Structure and function of Timothy syndrome (TS) mutation. (a) Schematic of the alternative splicing event for exon 8 or 8a in CACNA1C and the exon in the context of the Ca_V1.2 α_1C subunit. (b) Structure of the homologous rabbit Ca_V1.1 (Protein Data Bank: 5GVY) shown from the membrane. Only the α₁ subunit and the β subunit (blue) are shown. The individual α₁ domains (DI–DIV) are colored in various shades of green except for the polypeptide encoded by exon 8 (or exon 8a) in red, with the G406 residue that is mutated to G406R highlighted in blue; the linker between domain I and domain II (I–II linker) is depicted in gray, in which the α interaction domain (AID) is highlighted in black. (c) Voltage-clamp Ca²⁺ current recording from a cardiomyocyte isolated from a mouse with the TS mutation (red) overlaid with a recording from a cardiomyocyte isolated from a wild-type (WT) littermate. The currents are scaled for comparison, and the enhanced Ca²⁺ influx through the TS mutant channel is highlighted in gray (E.Q. Wei and G.S. Pitt, unpublished data).

Figure 3

Tissue expression pattern of Ca_V1.2. (a) Figure and data are adapted from the ARCHS4 web resource (https://amp.pharm.mssm.edu/archs4/gene/CACNA1C) showing CACNA1C expression in various tissues. In red are nonexcitable cell types with expression of Ca_V1.2. Note that expression levels for many of these cell types are like the expression level in the heart, the canonical Ca_V1.2-expressing tissue. In contrast, skeletal muscle myoblasts, which express an alternative L-type voltage-gated Ca²⁺ channel (Ca_V1.1), show no expression (highlighted by gray box). (b) Figure and data for protein detection (adapted from https://www.proteinatlas.org/ENSG00000151067-CACNA1C/tissue) (55) also demonstrate broad tissue expression, with no Ca_V1.2 protein detected in skeletal muscle (highlighted by gray box).

Figure 4

Timothy syndrome (TS) mouse models do not display syndactyly. Images of forelimbs from TS1 and TS2 mice and their respective littermate wild-type (WT) controls.

Figure 5

Ca_V1.2 is expressed during mouse limb development. (a) A Ca_V1.2^lacZ/+ reporter mouse detects Ca_V1.2 expression during mouse limb development.

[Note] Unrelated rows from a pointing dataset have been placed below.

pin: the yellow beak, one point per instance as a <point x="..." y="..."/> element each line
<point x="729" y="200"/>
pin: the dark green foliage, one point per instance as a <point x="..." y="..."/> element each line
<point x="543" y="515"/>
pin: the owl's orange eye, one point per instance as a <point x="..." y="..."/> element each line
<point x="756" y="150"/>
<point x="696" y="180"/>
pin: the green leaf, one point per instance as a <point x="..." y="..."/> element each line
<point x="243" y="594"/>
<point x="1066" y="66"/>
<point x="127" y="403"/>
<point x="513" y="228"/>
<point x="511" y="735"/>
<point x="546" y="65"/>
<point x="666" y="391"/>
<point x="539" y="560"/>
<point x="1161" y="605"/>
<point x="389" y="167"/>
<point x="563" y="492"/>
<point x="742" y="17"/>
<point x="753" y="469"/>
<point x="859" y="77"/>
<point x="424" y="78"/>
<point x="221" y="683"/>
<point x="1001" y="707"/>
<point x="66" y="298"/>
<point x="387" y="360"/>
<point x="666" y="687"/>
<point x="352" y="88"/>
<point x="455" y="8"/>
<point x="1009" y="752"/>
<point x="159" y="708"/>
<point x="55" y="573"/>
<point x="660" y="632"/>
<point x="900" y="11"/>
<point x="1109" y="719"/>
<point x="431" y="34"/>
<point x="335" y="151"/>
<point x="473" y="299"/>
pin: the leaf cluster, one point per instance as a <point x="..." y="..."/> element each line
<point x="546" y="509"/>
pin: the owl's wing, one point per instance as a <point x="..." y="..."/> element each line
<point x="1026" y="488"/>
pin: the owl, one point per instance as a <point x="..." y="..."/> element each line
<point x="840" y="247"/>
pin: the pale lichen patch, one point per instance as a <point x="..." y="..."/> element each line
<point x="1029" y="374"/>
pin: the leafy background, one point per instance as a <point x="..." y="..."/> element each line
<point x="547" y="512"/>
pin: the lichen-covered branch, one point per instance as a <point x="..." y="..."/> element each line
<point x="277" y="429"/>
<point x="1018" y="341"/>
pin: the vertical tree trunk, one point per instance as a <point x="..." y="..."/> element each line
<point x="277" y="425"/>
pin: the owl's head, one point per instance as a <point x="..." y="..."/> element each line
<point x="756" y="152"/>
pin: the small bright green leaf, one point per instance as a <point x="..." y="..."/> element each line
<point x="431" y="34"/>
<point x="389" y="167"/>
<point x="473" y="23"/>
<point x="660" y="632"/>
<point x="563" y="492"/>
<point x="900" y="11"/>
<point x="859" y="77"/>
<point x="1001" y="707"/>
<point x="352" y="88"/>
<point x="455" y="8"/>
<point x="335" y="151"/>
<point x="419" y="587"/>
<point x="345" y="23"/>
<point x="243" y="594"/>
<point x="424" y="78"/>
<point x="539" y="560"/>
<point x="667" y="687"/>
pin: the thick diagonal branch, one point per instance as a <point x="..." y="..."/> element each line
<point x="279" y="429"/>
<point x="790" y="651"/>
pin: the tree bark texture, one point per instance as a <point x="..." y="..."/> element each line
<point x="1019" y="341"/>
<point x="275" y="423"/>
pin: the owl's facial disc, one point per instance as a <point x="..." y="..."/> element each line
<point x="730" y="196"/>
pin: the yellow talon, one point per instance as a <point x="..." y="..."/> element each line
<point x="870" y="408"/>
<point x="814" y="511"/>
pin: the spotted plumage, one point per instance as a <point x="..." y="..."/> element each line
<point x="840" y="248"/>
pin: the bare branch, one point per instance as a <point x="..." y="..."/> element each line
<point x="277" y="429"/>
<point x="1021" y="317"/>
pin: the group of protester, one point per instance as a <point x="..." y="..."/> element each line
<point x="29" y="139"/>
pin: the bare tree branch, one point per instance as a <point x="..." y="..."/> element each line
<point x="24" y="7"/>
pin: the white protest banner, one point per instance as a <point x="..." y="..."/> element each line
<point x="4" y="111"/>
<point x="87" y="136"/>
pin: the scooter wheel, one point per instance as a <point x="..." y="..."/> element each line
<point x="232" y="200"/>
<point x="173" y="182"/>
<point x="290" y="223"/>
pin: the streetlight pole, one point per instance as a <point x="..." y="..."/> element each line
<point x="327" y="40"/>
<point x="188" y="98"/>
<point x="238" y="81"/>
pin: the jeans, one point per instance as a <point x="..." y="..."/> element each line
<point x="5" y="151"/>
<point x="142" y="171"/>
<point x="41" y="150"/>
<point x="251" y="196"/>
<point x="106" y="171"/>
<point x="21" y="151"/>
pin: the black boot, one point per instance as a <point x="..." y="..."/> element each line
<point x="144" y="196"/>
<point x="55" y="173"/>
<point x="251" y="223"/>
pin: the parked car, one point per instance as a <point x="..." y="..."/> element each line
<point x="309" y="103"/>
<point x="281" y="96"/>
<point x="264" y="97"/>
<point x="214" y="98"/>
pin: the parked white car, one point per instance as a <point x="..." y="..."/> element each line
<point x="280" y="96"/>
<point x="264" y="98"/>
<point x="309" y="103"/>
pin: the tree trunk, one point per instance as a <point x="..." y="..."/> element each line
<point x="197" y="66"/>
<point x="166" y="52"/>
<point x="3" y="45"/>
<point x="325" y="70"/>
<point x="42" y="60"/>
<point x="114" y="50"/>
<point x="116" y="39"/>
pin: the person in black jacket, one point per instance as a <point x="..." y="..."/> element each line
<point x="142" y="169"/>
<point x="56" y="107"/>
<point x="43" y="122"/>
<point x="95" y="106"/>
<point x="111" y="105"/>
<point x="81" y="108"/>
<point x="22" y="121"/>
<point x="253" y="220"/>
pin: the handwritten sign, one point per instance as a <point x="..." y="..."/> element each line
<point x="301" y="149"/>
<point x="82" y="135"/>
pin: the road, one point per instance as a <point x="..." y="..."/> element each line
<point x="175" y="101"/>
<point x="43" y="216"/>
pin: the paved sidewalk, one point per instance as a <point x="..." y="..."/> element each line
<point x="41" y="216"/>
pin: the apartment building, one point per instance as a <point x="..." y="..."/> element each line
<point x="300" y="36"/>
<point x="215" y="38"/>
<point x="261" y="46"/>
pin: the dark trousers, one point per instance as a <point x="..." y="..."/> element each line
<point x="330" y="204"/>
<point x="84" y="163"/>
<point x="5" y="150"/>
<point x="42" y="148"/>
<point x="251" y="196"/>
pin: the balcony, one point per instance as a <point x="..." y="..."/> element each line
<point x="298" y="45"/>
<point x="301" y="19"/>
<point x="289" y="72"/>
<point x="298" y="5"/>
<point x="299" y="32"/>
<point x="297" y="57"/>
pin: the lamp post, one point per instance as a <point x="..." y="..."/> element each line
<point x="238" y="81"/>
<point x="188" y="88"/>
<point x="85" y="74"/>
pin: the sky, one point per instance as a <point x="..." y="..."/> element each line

A frozen tissue section (10 μM) from Ca_V1.2^lacZ/+ forelimb at E14.5 was stained with X-gal and counterstained with nuclear fast red. (b) Normal skeletal development of Col2a1-Cre;Cacna1c^flox/flox conditional knockout (cKO) mouse embryos. Double staining with alizarin red and Alcian blue of the whole skeleton (top), hindlimbs and forelimbs (bottom) of Cacna1c^flox/flox (control), and cKO littermate mouse embryos at P0.